Como otras características fundamentales de la vida romana, las divisiones de clase y de estatus estaban profundamente enraizadas en los mitos del origen de la ciudad. En la parte más alejada del valle más al sur de Roma se elevaba la colina del Aventino. Allí era donde siempre acababan los inmigrantes, el barrio de acogida con el que contaban todas las grandes ciudades, un área en la que los recién llegados se reunían instintivamente, atraídos por la compañía y la confusión que podían compartir con los demás. Frente al Aventino se elevaba una segunda colina. No había chabolas en el Palatino. En Roma, las colinas tendían a ser lugares selectos. Por encima de los valles, el aire era más fresco, menos pestilente, y, en consecuencia, respirar allí resultaba más caro. Pero de las siete colinas de Roma, el Palatino era con mucho la más selecta. Aquí era donde la élite de la ciudad había decidido agruparse. Sólo los más ricos de entre los ricos podían permitirse los precios de la zona. Sin embargo, como una muestra de incongruencia, allí, en la zona urbana más cara y exclusiva del mundo había una cabaña de pastores hecha de juncos. Puede que los juncos se secasen y cayeran, pero siempre se colocaban otros nuevos, de modo que la cabaña parecía eterna. Constituía el triunfo definitivo del conservadurismo romano: era el hogar en el que había transcurrido la infancia de Rómulo, el primer rey, y Remo, su hermano.
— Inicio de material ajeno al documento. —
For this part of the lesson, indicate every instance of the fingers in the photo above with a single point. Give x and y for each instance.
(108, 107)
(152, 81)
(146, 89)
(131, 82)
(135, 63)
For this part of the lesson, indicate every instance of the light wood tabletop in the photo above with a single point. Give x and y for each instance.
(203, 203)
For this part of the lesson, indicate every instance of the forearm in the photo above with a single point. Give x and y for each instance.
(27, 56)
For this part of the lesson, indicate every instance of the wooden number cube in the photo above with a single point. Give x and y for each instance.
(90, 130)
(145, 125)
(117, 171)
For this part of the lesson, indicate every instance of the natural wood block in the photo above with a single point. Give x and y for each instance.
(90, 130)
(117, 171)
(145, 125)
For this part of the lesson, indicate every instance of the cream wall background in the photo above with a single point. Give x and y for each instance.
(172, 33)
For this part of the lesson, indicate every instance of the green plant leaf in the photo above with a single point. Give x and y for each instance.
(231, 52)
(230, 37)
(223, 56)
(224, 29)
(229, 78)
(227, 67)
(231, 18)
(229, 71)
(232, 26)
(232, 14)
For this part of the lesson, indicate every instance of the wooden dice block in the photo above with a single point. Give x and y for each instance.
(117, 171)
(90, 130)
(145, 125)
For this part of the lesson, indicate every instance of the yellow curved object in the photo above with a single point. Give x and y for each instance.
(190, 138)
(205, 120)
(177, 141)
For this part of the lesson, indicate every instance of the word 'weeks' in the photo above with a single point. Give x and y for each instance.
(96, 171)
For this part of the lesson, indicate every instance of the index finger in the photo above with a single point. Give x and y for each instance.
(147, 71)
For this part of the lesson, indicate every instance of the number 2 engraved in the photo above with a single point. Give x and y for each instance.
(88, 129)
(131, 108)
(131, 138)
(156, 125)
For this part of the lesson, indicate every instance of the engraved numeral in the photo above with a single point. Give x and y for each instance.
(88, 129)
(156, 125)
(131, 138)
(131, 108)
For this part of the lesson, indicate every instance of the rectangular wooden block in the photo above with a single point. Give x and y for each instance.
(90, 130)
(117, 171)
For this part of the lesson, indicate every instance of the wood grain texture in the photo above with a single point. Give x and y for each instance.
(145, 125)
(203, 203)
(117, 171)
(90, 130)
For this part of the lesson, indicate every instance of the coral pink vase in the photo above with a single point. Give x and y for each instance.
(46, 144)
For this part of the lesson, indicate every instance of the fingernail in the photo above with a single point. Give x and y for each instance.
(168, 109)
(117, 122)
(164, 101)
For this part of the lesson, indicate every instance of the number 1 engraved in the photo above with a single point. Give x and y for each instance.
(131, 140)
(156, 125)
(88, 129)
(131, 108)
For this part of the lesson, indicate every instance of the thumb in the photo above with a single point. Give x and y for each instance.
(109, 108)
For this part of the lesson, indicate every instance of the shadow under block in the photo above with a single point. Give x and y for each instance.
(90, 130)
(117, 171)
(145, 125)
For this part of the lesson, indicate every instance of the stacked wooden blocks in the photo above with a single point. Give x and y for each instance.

Según cuenta la leyenda, los dos hermanos decidieron fundar una ciudad, pero no pudieron ponerse de acuerdo ni en el lugar ni en el nombre que habría de tener. Rómulo se había quedado en el Palatino, Remo en el Aventino, aguardando ambos alguna señal de los dioses. Remo vio seis buitres volando sobre él, pero doce volaron sobre Rómulo, que lo tomó como prueba indiscutible de que los dioses le apoyaban. Sin perder tiempo, fortificó el Palatino y bautizó a la ciudad con su propio nombre. Remo, presa de los celos y el resentimiento, murió en una pelea con su hermano. Ese enfrentamiento selló definitivamente el destino de las dos colinas. En adelante, el Palatino sería para los ganadores; el Aventino, para los perdedores. Éxito y fracaso, prestigio y vergüenza, que allí cobraban forma en la misma geografía física de la ciudad, eran los dos polos sobre los que oscilaba la vida en Roma.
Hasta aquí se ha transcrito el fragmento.